To understand this process, we took 1,781 real agent traces from Exgentic, hosted on Hugging Face, and used Braintrust to process them for patterns and high-level learnings.

Here's what we did, how we did it, and what the data actually showed.

The main takeaways (if you only have 5 minutes)

  1. The harness matters ~7× more than the model. If you keep the model the same but change the harness, success could swing from 12% to 92%. This change is also nearly free, since harness choice has almost no effect on token cost.

  2. Open-weight models are production-ready for coding. DeepSeek and Kimi solved 96% and 94% of SWE-bench tasks successfully, matching the best closed models. The benefit is that you can self-host these models.

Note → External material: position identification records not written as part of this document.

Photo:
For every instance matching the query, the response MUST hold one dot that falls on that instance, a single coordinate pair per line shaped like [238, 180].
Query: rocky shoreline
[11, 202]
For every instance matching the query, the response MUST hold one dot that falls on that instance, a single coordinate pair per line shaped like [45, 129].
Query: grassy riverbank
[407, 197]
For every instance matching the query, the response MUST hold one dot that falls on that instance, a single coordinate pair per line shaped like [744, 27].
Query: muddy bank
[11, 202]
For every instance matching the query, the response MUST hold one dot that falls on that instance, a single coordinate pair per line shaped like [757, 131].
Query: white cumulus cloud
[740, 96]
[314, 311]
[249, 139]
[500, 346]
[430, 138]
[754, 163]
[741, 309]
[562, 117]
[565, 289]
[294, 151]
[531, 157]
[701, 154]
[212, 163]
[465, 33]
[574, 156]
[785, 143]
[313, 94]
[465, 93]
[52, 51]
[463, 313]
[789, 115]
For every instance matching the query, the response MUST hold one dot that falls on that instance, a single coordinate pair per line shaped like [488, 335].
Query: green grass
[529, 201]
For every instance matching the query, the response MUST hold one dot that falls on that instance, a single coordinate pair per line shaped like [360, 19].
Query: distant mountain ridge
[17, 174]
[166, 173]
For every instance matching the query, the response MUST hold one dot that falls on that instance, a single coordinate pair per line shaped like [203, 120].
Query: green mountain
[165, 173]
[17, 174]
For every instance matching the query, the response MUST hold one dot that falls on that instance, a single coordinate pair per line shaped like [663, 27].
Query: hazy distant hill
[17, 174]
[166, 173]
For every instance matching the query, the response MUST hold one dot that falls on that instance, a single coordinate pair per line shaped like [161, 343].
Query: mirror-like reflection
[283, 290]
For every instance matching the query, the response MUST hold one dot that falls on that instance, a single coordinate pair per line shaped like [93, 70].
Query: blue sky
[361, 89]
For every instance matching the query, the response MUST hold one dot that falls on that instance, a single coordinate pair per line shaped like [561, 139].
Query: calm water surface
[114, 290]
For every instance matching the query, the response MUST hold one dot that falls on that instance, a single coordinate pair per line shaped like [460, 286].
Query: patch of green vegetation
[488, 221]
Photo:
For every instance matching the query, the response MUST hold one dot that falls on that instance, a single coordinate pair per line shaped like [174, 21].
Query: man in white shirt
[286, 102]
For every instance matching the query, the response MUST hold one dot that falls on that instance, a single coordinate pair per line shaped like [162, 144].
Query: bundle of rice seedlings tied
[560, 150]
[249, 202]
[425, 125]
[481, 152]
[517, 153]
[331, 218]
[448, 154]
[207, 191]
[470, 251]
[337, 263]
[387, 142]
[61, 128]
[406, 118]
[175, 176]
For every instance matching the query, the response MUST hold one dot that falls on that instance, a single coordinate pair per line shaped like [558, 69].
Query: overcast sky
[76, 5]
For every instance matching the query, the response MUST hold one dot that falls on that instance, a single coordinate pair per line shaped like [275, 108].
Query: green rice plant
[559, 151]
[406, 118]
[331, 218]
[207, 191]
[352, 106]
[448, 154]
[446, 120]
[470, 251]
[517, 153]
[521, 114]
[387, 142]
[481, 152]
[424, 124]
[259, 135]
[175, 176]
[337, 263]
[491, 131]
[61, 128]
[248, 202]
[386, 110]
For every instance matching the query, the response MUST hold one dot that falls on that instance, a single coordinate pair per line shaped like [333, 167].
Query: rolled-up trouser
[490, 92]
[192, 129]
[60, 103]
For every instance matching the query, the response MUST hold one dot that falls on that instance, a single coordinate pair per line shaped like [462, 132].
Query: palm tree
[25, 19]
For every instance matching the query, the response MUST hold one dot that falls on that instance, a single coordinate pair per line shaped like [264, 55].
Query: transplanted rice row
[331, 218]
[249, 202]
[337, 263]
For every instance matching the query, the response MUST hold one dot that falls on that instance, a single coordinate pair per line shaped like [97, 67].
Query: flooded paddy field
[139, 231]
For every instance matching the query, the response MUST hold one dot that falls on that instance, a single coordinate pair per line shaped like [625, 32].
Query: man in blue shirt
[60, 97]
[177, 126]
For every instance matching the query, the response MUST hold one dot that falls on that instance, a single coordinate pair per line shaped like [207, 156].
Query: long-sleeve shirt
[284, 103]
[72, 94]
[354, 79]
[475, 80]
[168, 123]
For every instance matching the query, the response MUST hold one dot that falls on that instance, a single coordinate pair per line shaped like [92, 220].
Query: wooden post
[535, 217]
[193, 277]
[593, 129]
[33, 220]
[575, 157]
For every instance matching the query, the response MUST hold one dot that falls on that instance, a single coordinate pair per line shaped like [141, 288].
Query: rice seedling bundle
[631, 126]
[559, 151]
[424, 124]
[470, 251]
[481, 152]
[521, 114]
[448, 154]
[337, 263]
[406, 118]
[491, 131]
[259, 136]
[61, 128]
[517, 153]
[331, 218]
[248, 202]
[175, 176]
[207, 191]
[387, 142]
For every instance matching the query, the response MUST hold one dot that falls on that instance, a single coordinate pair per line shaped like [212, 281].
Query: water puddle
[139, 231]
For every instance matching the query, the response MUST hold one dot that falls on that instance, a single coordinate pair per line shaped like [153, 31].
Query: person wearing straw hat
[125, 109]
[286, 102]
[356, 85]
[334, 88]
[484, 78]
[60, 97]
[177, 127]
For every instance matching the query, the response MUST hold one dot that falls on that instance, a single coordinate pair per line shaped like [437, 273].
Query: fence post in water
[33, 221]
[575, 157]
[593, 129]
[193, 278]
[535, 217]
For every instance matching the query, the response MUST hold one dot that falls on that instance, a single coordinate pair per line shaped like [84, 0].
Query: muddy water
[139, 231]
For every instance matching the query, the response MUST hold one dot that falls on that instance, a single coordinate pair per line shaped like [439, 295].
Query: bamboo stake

  3. High average doesn't mean dependable. Some configs score well overall but fall apart on specific task types. Reliable configs are consistent across suites; high-variance configs have at least one suite where they fail badly.

  4. There's no universal winner. Claude won SWE-bench and customer service tasks, Gemini won airline support tasks, and DeepSeek and Kimi won AppWorld tasks. The answer to "which is the best model?" is always "depends on the task."

  5. Cost per task and cost per success rank configs very differently. Open-weight models cost $0.73–$1.27 per successful SWE-bench task. Closed models cost $4–$5. On conversational tasks, gpt-4.1 flips the table at $0.02–$0.03 per success.

  6. Don't always trust token efficiency. gpt-4.1 looked 10–100× cheaper on tokens, but on hard tasks, it was cheap because it failed early, not because it was smarter. Cost without success is just failure with fewer tokens burned.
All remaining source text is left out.